Wells, who finished Saturday’s game 2 for 3 with two walks, wasn’t the only Yankee to homer in the win, as Trent Grisham and José Caballero hit solo shots into Daikin Park’s Crawford Boxes in the third and fifth frames, respectively. Both came off Houston starter Mike Burrows.
For Caballero, it was his second home run in as many games, though he also caught some flak on Saturday for trying and failing to steal third base with a lefty at-bat on two separate occasions.
On the mound, Ryan Weathers was solid in his return from paternity leave; the lefty and his wife welcomed their first child this week before he allowed two earned runs over 5 1/3 innings. Weathers also walked none, struck out four and permitted six hits over 86 pitches.

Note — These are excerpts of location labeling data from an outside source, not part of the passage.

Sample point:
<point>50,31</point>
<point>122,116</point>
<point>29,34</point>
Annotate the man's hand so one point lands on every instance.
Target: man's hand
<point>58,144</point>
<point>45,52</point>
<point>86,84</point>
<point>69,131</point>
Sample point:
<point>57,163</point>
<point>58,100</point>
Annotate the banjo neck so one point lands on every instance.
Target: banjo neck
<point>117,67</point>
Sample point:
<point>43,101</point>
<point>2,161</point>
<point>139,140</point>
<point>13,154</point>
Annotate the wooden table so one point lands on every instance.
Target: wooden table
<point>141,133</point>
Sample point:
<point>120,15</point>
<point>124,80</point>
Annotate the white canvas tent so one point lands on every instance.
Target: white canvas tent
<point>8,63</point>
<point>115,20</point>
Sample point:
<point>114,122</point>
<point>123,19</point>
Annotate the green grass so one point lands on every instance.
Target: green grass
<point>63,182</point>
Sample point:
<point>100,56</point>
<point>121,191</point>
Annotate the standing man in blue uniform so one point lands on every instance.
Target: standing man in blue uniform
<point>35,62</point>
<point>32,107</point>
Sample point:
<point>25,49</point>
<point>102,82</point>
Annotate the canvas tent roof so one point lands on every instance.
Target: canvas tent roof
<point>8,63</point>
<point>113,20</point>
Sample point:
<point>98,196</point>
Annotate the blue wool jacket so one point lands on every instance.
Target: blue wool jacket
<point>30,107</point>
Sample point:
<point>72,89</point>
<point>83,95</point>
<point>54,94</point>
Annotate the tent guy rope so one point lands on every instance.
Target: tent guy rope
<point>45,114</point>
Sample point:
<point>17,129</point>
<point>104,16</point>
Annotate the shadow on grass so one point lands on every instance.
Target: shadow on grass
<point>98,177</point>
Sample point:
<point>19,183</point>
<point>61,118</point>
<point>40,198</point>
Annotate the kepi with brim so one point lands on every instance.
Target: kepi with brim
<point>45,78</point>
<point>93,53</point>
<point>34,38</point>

Carlos Correa proved to be the toughest matchup of the day for Weathers, as the Astros’ shortstop crushed a bases-empty blast off the southpaw in the sixth inning to tie the game at two. Correa also smoked a leadoff double in the first before scoring on a single from Isaac Paredes.
The Astros scored another run in the ninth when Christian Walker homered off Tim Hill, but Houston was in too deep of a hole at that point.